Web crawler based on PHP Guzzle HTTP Client with concurrency support for faster operation. Includes support for any content-type download, link profiler and response observers.
Thingston Crawler requires:
- PHP 7.1 or above.
Add Thingston Crawler to any PHP project using Composer:
composer require thingston/crawler
Simply create a new Crawler
instance and invoke start
method with any public URI:
use Thingston\Crawler;
$crawler = new Crawler();
$crawler->start('https://www.wikipedia.org/');
In order to process results from the crawling process you may add as many many Observers.
An Observer is a concrete class implement Thingston/Crawler/Observer/ObserverInterface
.
In case you find issues with this code please open a ticket in Github Issues at https://github.com/thingston/crawler/issues.
Open Source is made of contribuition. If you want to contribute to Thingston please follow these steps:
- Fork latest version into your own repository.

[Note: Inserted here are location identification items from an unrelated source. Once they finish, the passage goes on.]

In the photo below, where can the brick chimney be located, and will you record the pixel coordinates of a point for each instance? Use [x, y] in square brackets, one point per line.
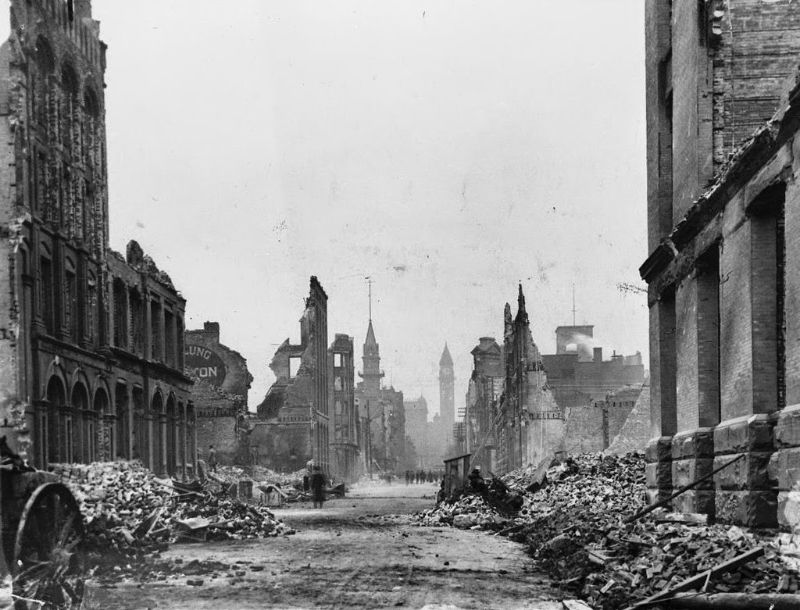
[82, 9]
[212, 328]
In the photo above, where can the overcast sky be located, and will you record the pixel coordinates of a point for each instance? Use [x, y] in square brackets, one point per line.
[449, 150]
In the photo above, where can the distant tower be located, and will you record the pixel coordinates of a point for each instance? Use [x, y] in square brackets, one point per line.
[447, 405]
[371, 359]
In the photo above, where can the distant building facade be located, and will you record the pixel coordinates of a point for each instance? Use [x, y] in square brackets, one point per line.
[90, 341]
[723, 202]
[577, 373]
[482, 403]
[221, 383]
[344, 440]
[294, 418]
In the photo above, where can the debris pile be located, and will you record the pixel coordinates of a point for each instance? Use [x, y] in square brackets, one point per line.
[576, 526]
[128, 511]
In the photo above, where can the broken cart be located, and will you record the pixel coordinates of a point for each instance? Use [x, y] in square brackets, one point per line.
[42, 532]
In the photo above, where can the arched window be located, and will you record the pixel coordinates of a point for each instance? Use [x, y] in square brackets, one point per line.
[52, 445]
[172, 440]
[159, 433]
[120, 314]
[90, 103]
[71, 299]
[39, 86]
[91, 308]
[122, 409]
[99, 437]
[47, 290]
[76, 430]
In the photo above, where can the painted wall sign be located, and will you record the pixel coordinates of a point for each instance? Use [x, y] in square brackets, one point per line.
[205, 364]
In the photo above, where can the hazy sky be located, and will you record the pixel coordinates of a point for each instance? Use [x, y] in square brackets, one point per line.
[449, 150]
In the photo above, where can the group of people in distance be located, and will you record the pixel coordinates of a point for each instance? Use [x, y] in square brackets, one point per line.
[420, 476]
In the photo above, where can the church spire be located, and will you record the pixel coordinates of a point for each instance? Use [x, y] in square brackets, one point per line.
[447, 359]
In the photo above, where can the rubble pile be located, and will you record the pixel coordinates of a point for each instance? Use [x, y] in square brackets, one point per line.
[574, 525]
[128, 511]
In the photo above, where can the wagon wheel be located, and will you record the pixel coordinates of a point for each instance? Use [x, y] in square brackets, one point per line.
[48, 561]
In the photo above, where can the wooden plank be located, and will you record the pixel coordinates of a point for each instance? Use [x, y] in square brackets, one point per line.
[735, 601]
[698, 579]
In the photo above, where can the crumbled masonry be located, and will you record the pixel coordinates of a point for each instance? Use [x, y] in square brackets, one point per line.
[573, 528]
[130, 513]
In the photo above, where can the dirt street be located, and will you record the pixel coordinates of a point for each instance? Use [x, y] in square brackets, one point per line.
[360, 552]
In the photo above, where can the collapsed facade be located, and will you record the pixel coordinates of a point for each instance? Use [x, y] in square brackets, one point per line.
[293, 423]
[345, 440]
[530, 424]
[483, 395]
[578, 375]
[221, 381]
[723, 227]
[384, 443]
[90, 341]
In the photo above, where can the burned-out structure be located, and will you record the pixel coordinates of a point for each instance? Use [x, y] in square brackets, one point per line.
[294, 418]
[345, 438]
[383, 409]
[530, 424]
[482, 401]
[90, 341]
[723, 227]
[221, 381]
[578, 374]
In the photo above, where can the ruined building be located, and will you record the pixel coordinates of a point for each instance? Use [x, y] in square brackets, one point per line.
[91, 342]
[384, 410]
[577, 373]
[482, 403]
[530, 425]
[344, 441]
[424, 435]
[294, 418]
[724, 282]
[447, 404]
[221, 381]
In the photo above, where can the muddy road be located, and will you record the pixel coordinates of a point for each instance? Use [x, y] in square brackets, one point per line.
[359, 552]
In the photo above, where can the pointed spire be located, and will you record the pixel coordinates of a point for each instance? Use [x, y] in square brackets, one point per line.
[447, 359]
[370, 336]
[522, 313]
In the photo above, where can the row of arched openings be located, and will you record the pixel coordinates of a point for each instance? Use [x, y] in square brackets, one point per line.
[82, 431]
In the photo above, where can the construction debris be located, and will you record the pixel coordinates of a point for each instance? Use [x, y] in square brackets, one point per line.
[130, 512]
[577, 523]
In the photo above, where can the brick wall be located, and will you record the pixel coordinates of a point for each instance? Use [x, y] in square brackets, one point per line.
[792, 293]
[584, 430]
[686, 346]
[218, 429]
[736, 349]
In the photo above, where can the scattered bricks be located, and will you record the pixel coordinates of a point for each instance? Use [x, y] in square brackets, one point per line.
[750, 508]
[784, 468]
[789, 508]
[696, 501]
[659, 476]
[659, 450]
[753, 433]
[697, 443]
[752, 472]
[690, 470]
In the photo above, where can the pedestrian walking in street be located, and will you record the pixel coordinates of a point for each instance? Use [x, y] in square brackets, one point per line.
[318, 487]
[212, 458]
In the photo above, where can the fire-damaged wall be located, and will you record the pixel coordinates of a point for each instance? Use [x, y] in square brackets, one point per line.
[530, 422]
[593, 427]
[723, 269]
[293, 418]
[90, 340]
[219, 393]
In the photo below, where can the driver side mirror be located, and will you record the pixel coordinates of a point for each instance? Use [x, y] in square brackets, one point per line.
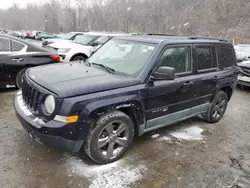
[164, 73]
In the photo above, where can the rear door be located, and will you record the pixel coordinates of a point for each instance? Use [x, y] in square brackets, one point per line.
[207, 71]
[172, 100]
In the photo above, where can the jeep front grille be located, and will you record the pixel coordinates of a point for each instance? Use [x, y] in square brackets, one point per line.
[32, 97]
[246, 70]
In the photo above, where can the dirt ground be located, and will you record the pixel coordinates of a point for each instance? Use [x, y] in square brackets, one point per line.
[219, 157]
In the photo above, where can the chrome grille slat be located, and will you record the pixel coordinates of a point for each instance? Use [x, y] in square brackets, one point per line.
[32, 97]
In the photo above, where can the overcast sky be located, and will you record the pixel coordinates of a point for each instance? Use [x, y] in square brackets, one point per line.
[7, 3]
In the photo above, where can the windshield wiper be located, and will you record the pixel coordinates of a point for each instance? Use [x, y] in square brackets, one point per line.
[110, 70]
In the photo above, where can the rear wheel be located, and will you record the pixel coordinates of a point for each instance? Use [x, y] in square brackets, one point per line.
[110, 138]
[217, 108]
[19, 78]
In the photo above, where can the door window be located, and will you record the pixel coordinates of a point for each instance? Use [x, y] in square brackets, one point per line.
[16, 46]
[178, 58]
[4, 45]
[206, 57]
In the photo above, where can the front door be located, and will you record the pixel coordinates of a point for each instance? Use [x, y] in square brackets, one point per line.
[171, 100]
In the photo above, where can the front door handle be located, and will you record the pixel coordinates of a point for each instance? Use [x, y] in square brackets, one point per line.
[17, 59]
[184, 88]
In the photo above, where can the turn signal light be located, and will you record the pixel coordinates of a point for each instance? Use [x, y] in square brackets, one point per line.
[69, 119]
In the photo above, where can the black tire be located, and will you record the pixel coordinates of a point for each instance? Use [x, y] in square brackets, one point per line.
[79, 58]
[95, 137]
[19, 78]
[242, 87]
[217, 108]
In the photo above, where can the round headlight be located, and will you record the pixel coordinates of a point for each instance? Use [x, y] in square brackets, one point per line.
[50, 104]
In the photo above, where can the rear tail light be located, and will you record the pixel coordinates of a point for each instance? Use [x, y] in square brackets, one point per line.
[56, 58]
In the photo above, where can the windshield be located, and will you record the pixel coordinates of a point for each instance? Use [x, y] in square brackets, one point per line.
[124, 56]
[84, 39]
[68, 36]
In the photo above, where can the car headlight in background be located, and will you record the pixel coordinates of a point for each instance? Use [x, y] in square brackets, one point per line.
[63, 50]
[50, 104]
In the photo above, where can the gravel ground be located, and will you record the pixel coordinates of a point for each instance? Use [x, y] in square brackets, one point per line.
[189, 154]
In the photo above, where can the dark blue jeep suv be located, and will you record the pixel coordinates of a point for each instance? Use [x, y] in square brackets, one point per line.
[130, 86]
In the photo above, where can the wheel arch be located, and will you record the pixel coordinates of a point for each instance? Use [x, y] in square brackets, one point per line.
[228, 90]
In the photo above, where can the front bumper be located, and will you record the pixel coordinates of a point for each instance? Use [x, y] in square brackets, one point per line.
[34, 127]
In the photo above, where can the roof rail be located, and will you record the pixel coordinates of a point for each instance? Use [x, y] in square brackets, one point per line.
[209, 38]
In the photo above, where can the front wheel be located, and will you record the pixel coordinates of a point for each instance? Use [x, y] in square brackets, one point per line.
[110, 138]
[19, 78]
[217, 108]
[79, 58]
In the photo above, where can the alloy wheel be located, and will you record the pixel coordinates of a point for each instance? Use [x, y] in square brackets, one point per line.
[112, 139]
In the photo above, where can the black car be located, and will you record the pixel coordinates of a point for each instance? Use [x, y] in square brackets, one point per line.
[130, 86]
[16, 55]
[244, 76]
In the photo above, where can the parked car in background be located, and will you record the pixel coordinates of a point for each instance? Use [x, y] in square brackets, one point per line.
[68, 36]
[16, 55]
[82, 46]
[3, 31]
[128, 87]
[242, 52]
[43, 36]
[244, 76]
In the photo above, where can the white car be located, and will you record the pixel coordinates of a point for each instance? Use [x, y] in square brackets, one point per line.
[68, 36]
[242, 52]
[82, 46]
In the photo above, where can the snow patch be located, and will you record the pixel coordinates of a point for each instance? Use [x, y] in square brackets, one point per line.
[117, 174]
[155, 136]
[190, 133]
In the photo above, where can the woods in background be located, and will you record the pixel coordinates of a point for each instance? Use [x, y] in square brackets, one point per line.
[220, 18]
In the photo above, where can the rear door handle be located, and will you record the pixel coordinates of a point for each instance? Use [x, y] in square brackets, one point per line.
[17, 59]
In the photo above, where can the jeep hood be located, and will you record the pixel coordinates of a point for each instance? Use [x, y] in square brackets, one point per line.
[74, 79]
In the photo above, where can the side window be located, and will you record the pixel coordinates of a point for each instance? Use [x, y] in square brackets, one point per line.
[226, 57]
[16, 46]
[178, 58]
[4, 45]
[206, 57]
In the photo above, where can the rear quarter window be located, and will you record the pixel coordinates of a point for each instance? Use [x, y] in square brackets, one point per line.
[227, 57]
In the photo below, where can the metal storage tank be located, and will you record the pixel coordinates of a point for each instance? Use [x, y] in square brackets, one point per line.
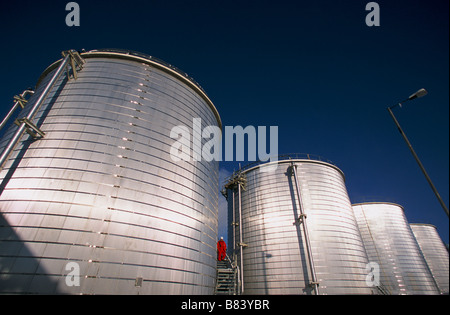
[99, 193]
[284, 244]
[390, 243]
[434, 252]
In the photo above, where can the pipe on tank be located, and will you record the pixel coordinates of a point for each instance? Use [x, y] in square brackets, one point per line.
[13, 109]
[240, 239]
[19, 132]
[302, 219]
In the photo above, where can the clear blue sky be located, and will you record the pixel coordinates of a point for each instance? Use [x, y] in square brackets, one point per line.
[313, 68]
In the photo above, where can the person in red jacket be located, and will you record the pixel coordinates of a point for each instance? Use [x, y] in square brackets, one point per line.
[221, 249]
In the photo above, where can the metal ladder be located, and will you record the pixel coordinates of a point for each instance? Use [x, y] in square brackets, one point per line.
[226, 278]
[71, 61]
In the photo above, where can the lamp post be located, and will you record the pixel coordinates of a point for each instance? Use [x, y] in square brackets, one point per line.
[418, 94]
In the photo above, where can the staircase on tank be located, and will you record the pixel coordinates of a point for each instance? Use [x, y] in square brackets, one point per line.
[226, 278]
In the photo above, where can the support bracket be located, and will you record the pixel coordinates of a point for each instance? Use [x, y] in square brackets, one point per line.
[30, 128]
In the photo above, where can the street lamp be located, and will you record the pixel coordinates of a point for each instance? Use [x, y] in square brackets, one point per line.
[418, 94]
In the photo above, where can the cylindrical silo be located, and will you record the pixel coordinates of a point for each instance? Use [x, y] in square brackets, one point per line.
[435, 253]
[293, 230]
[390, 243]
[99, 194]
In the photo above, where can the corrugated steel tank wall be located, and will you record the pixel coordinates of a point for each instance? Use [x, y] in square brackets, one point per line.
[390, 243]
[275, 260]
[435, 253]
[101, 189]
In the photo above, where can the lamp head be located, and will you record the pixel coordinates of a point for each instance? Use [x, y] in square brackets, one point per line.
[419, 93]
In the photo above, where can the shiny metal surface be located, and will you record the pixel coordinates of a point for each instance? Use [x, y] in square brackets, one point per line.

- Write your changes or additions and commit them.
- Follow PSR-2 coding style standard.
- Make sure you have unit tests with full coverage to your changes.
- Go to Github Pull Requests at https://github.com/thingston/crawler/pulls and create a new request.
Thank you!
All relevant changes on this code are logged in a separated log file.
Version numbers follow recommendations from Semantic Versioning.
Thingston code is maintained under The MIT License.